A telecom 'plumber' tries to expand
Can NeuStar become as essential to the Net as it is to phones?
NEW YORK (Fortune) -- Cisco CEO John Chambers likes to talk about his company as the Internet's "plumber" - the company that provides the gear and services on which the world's data services run.
By that definition, tech company NeuStar (NSR) is a plumber of the telecom world: Practically the entire North American telecom system relies on its clearinghouse services in order to complete voice telephone calls.
"The industry has made us essential," NeuStar CEO Jeff Ganek said in a recent interview. "You can't make a phone call without touching our database." NeuStar (the "neu," Ganek says, is short for "neutral") basically operates a big directory of phone numbers that helps direct a call to the correct telephone company central office where the recipient works or resides.
The company, based in Sterling, Va., provides other critical services to the phone industry. It administers area codes, and helps assign phone numbers to competitive carriers. Mundane stuff, but someone has to be the plumber, right?
Of course, NeuStar is nowhere close to Cisco (CSCO, Fortune 500) in size or scope: Its market capitalization is about $1.25 billion, and annual sales last year totaled $489 million. (Cisco pulls more than $39 billion a year in sales, and its market value is about $83 billion.)
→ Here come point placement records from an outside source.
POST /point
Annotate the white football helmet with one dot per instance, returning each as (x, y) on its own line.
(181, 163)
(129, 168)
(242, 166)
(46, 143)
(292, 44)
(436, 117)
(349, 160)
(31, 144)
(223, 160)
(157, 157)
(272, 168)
But NeuStar has Cisco-like aspirations, at least when it comes to becoming a plumber for the Internet. Specifically, it would like to provide some of the same clearinghouse-like services for the 'Net as it does for telecom.
"The essence of our base business is a directory," Ganek says, likening that directory to a giant spreadsheet with phone numbers in one column and central-office addresses in another. NeuStar's technology makes sure the phone numbers and the addresses match up. "What's DNS?" he asks, referring to Domain Name System, the naming system for computers and services attached to the Internet. "It is the same thing, except in one column you have a URL [uniform resource locator] and in another you have the IP [Internet Protocol] address of the server we need to deliver that packet to."
NeuStar already provides domain-name registry service for URLs ending in ".biz," ".tel" and ".us," among others - companies or organizations that want a Web address ending in those suffixes need to register with NeuStar. As a result, roughly a quarter of the world's Internet transactions pass through one of NeuStar's databases. And the company has branched into other data-management services, helping more than 3,500 Internet companies and e-tailers more efficiently direct Web traffic.
To further its goal of increasing its Internet-related businesses, NeuStar recently renegotiated contracts in its core telecom business, restructuring its agreements from a variable-priced model to a fixed-fee system that guarantees NeuStar small price increases each year. The move limits NeuStar's upside from the telecom-plumbing business. But Ganek says the new model gives NeuStar the financial footing to accelerate its move into more Internet-related services. Indeed, the new contract encourages NeuStar's telecom customers to contribute more Internet Protocol data to NeuStar's database, as some IP services are included in the price of the renegotiated contracts.
Analysts seem to think NeuStar's plan is a smart one: "We like the strategy, while acknowledging the need to marry it with strong execution, notably in the business development function," ThinkEquity analyst Eric Kainer wrote in a Feb. 11 report.
Of course, NeuStar faces tough competition as it pushes into the Internet. Unlike the telecom world, where NeuStar has nearly 100% market share as a clearinghouse for calls, the Web world is much more diverse in its suppliers - today no one company provides domain-name registry and other database services for the entire population of telephone companies, ISPs, e-tailers and others who have domain names. Competitors today include domain-name and hosting companies such as Network Solutions, but Ganek acknowledges that some of the biggest players in computing, including IBM (IBM, Fortune 500), HP (HPQ, Fortune 500), Telcordia and others may want a piece of the action.
"NeuStar's competitive advantage is our existing community of users, which is bigger than anyone else's community," says Ganek. Sounds like NeuStar has a head start; now it must figure out a way to keep it.